Author James Foley. Picture: Mary Mills

As a Year 7 student, James Foley won third prize in the Statewide Make Your Own Storybook Competition. This year, Foley made the presentations himself as an award-winning professional writer and illustrator.

"I felt honoured presenting these awards," Foley says, "I really feel I have come full circle."

Many West Australians would recognise the work of the young cartoonist when they read their Quokka magazine each week. Foley began drawing for the magazine in 2003 and in seven years he drew more than 300 full-colour cartoons depicting everything from the spectacular to the suburban.

In 2006, Foley completed a degree in behavioural science. But when he was studying primary teaching in 2001 he found himself playing around with story text and drawings.

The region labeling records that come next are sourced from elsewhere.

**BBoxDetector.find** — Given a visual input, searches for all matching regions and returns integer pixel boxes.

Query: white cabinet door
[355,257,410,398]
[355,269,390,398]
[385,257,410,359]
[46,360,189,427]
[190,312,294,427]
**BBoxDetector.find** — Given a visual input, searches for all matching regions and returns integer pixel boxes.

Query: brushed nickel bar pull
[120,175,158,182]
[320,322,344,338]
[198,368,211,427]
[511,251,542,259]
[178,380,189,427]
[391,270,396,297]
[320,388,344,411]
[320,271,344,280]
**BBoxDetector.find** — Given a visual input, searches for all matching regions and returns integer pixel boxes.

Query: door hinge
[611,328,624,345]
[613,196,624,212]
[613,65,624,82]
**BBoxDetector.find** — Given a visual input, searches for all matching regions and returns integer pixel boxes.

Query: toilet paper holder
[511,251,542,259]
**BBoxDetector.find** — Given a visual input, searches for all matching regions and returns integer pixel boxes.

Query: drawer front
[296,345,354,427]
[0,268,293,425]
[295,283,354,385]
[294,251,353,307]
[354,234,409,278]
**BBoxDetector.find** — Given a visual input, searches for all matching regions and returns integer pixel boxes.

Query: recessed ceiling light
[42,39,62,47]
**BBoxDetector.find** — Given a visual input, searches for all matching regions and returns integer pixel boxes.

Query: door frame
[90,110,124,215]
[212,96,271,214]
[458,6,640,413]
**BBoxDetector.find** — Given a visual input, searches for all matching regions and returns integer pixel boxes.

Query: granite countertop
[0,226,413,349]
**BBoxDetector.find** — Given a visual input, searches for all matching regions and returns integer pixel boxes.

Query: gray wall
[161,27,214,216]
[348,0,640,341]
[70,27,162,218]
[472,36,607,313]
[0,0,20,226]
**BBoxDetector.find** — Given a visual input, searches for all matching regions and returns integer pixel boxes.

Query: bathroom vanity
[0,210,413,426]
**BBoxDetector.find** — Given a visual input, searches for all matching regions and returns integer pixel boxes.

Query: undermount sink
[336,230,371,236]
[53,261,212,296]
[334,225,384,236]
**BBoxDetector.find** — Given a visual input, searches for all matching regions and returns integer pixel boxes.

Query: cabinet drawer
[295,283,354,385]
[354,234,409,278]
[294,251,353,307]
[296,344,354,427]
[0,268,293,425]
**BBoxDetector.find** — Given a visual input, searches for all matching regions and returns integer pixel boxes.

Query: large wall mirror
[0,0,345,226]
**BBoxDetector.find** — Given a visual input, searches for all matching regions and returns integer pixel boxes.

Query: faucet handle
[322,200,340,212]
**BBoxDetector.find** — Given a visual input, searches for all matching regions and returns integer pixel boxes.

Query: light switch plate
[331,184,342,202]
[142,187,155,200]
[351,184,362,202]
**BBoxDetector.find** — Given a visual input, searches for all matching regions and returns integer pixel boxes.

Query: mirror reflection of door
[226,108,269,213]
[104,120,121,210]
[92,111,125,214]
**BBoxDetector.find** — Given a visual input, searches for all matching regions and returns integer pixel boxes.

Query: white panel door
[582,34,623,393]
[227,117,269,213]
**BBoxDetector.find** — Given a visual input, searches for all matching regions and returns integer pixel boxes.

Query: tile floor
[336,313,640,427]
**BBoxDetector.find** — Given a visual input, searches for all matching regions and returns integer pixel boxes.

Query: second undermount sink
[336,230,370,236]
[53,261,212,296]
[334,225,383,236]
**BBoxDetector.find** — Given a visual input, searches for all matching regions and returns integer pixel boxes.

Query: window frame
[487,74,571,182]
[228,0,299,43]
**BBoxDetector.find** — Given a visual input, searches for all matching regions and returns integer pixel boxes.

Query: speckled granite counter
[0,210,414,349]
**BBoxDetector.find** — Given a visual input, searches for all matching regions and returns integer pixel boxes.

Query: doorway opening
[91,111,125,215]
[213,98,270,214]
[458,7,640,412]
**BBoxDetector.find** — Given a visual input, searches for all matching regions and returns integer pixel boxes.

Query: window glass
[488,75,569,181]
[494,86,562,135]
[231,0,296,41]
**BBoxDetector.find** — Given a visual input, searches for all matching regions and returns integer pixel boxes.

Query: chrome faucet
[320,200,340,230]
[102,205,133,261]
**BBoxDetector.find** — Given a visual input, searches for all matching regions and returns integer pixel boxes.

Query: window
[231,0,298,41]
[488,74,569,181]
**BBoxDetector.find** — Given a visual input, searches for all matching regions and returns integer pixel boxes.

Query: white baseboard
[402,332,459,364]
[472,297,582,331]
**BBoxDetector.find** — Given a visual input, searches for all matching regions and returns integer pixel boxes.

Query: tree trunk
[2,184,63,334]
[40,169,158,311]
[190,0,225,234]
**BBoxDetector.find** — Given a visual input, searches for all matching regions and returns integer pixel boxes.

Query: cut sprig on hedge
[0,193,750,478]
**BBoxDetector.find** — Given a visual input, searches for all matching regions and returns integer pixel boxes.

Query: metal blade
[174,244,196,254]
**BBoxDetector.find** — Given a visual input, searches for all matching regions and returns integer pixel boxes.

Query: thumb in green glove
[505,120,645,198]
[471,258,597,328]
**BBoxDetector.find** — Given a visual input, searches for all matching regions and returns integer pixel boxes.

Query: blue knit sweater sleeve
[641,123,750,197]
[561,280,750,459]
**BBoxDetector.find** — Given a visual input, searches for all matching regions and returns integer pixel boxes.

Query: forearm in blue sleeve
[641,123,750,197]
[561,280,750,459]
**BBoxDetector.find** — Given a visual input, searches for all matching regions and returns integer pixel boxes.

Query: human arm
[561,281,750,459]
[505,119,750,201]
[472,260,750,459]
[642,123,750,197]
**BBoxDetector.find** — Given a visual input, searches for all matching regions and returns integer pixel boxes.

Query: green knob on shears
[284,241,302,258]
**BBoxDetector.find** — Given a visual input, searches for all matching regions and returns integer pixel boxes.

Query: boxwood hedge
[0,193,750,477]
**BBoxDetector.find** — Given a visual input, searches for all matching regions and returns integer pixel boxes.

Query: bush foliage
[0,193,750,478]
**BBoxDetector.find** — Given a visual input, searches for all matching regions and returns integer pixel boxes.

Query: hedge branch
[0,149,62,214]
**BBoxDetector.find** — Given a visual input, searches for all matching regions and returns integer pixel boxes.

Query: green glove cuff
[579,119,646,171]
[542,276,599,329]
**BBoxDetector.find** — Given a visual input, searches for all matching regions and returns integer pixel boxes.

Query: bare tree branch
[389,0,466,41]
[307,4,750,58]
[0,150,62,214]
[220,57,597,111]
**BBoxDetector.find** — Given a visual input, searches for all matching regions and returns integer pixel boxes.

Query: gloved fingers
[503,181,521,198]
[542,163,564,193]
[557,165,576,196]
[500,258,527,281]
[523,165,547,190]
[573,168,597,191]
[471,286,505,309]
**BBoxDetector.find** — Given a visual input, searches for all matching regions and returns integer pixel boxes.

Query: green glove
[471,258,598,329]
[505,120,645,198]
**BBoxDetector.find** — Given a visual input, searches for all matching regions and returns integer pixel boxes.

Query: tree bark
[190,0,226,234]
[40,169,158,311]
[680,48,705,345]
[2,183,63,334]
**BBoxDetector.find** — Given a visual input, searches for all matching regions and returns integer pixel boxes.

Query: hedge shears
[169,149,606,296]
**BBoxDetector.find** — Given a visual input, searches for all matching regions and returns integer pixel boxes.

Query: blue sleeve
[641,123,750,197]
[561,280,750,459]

From this experimentation evolved the story of his latest picture book title, In the Lion, a comic tale of a little boy doing extraordinary things in a time of crisis. This little boy, Richard, visits the zoo with his parents and his naughty twin siblings. People and animals begin to go missing, with the lion getting fatter and fatter.

Richard has to take the toothbrush into his own hands to try to save the day.

The book is wonderful for reading aloud to youngsters. The illustrations are almost an adjunct to the story and young readers love to discover the happenings behind the text.

"I wanted the text and pictures to complement each other but not tell the same story," Foley says. "They are almost individual but when they come together I find they create a bigger and better whole."

The best part of his creative work is working with kids at schools and libraries. He has worked with young indigenous artists through the Wirlomin Noongar Language and Stories Project, as well as in country schools through the Rural Development Australia Sharing Stories comic project. "I'm always amazed at the natural enthusiasm that children bring to drawing, especially when they draw just for themselves and don't care if its 'good enough' or not."

This year Foley has found his diary filled with school workshops as far afield as Kalgoorlie and the Cocos Islands, but he finds that his aim is always the same. "The main thing I want kids to know is that if they want to be a writer, illustrator or cartoonist, it's possible."